Thanks David for forcing me to think. Funny as it is, I never asked myself this basic question until I read your comment.
My main effort is to pick shares by thinking with my own head. I don’t believe in finance Gurus. IMHO a finance guru is someone who “tomorrow will explain why what he forecasted yesterday didn’t happen today”. I prefer to make my mistakes by myself.
First of all I try to figure out what simple people like me and you in every corner of the Earth want, do and think. The interaction of what we want, do and think with new technology, that make it possible, generates huge transforming forces toward:
- Lowcost society (Low cost airlines, supermarkets, computing, Internet Services, Trading Banking, Telecommunications….)
- Internet developments (Google, Ebay, Baidu…)
- Fast globalization and developing countries growth (China, India, East Europe, Brazil…)

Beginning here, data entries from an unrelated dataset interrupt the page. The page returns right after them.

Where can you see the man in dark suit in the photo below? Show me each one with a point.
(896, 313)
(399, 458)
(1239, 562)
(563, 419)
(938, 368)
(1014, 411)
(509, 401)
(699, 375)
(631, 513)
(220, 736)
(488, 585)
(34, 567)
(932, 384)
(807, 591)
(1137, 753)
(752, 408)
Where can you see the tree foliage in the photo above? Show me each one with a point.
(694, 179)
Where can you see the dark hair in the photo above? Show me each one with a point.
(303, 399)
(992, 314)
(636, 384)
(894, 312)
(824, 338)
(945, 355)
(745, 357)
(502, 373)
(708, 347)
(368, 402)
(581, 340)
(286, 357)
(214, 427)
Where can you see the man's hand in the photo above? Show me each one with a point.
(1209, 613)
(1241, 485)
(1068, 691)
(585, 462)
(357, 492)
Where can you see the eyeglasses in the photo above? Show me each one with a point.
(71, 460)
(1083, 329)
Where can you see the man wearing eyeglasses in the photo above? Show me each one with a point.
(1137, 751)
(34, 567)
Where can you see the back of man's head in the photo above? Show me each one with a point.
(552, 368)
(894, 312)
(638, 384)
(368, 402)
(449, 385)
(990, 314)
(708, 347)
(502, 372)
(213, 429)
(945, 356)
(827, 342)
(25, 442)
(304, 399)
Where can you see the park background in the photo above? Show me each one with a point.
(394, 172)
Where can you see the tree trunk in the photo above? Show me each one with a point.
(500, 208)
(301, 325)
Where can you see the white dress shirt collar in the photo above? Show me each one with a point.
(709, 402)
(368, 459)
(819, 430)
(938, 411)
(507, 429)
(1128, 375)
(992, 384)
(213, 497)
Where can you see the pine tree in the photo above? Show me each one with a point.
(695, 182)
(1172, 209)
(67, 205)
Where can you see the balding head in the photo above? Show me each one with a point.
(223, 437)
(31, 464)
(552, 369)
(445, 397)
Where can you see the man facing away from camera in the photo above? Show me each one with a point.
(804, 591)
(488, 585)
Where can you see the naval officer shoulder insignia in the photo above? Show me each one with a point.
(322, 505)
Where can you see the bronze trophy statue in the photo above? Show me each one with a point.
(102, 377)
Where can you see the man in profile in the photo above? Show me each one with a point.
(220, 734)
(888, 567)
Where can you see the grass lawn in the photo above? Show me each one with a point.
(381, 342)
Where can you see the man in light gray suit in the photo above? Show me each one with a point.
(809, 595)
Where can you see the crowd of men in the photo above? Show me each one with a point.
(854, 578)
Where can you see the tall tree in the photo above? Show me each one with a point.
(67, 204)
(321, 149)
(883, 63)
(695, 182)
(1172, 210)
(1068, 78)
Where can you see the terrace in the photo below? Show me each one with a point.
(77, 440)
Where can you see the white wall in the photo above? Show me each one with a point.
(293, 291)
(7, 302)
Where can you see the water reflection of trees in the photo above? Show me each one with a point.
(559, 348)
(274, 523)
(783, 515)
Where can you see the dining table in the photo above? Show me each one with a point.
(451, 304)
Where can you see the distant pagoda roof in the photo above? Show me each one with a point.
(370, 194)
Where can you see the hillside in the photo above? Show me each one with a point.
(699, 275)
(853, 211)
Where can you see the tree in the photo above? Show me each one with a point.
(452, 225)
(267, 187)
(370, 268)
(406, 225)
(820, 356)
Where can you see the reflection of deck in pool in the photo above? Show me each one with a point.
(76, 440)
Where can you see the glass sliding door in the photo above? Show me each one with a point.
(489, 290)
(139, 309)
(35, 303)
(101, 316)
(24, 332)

- Environmentally sustainable growth
- User generated information (like this Blog)
- Rich countries becoming old because people want to live longer and do less sacrifice for children
- New technologies which may or may not make a difference any soon (Biotech and Robotics)
I usually want shares of companies that do use those forces at their advantage and I usually try to avoid companies that try to fight those main forces, but my main reason to buy a stock is good numbers!
I find those numbers on finance.yahoo.com where I check very carefully:
- Current and Future P/E (Price/Earning)
- Revenue and Earnings growth y/o
- Cash or Debts
- Dividend yield
I can buy shares that grow very slowly, but they have to be inexpensive (low P/E), not too indebted and dividend payers.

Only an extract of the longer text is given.